Question

In a sequence of $8$ consecutive integers, how much greater is the sum of the last four integers than the sum of the first four integers?

• A. $16$
• B. $18$
• C. $20$
• D. $24$

Answer 1

The correct option is A $16$

Think of the set of eight consecutive integers as follows: $n,(n+1),(n+2),(n+3),(n+4),(n+5),(n+6)$, and $(n+7)$.

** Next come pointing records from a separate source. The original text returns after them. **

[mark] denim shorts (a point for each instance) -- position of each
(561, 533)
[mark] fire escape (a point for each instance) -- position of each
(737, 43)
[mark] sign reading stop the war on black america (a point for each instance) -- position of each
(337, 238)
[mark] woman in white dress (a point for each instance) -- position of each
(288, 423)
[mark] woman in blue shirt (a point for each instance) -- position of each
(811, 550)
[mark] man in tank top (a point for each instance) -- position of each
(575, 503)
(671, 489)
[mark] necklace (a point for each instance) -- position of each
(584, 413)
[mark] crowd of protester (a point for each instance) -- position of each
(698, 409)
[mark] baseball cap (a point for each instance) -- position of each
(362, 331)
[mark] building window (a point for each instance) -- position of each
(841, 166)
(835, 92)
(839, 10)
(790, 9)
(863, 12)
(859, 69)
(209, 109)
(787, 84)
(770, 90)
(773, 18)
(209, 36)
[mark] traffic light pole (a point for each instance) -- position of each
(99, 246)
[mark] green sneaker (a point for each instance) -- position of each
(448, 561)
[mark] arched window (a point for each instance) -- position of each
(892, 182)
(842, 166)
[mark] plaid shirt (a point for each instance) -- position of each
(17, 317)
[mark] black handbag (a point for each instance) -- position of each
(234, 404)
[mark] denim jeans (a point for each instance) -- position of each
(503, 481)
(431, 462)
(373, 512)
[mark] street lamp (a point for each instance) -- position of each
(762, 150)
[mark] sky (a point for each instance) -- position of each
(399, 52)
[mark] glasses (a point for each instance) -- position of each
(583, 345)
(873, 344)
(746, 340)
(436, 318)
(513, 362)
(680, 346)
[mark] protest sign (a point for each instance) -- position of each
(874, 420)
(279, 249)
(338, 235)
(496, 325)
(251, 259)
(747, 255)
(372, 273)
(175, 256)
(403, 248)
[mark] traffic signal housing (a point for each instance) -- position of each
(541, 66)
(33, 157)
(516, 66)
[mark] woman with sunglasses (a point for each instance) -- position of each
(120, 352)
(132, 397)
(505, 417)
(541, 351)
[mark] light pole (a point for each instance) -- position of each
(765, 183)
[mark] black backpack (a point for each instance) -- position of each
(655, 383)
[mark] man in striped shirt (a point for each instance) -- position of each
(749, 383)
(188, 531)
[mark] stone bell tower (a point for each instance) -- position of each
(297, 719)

First, find the sum of the first four integers:

$n+(n+1)+(n+2)+(n+3)=4n+6$

Then, find the sum of the next four integers:

$(n+4)+(n+5)+(n+6)+(n+7)=4n+22$

The difference between these two partial sums is:

$(4n+22)-(4n+6)=22-6=16$

Another way you could solve this algebraically is to line up the algebraic expressions for each number so that you can subtract one from the other directly:

Sum of the last four integers. $(n+4)+(n+5)+(n+6)+(n+7)$

Less the sum of the first four integers. $\underset{–}{-[n+(n+1)+(n+2)+(n+3\left)\right]}$

$4+4+4+4=16$

Yet another way to see this outcome is to represent the eight consecutive unknowns with eight lines:

----|----

Each of the first four lines can be matched with one of the second four lines, each of which is $4$ greater:

$----|\underset{–}{+4}\underset{–}{+4}\underset{–}{+4}\underset{–}{+4}$

So the sum of the last four numbers is $4\times 4=16$ greater than the sum of the first four.

Finally, you could pick numbers to solve this problem. For example, assume you pick $1,2,3,4,5,6,7$,and $8$. The sum of the first four numbers is $10$. The sum of the last four integers is $26$. Again, the difference is $26-10=16$.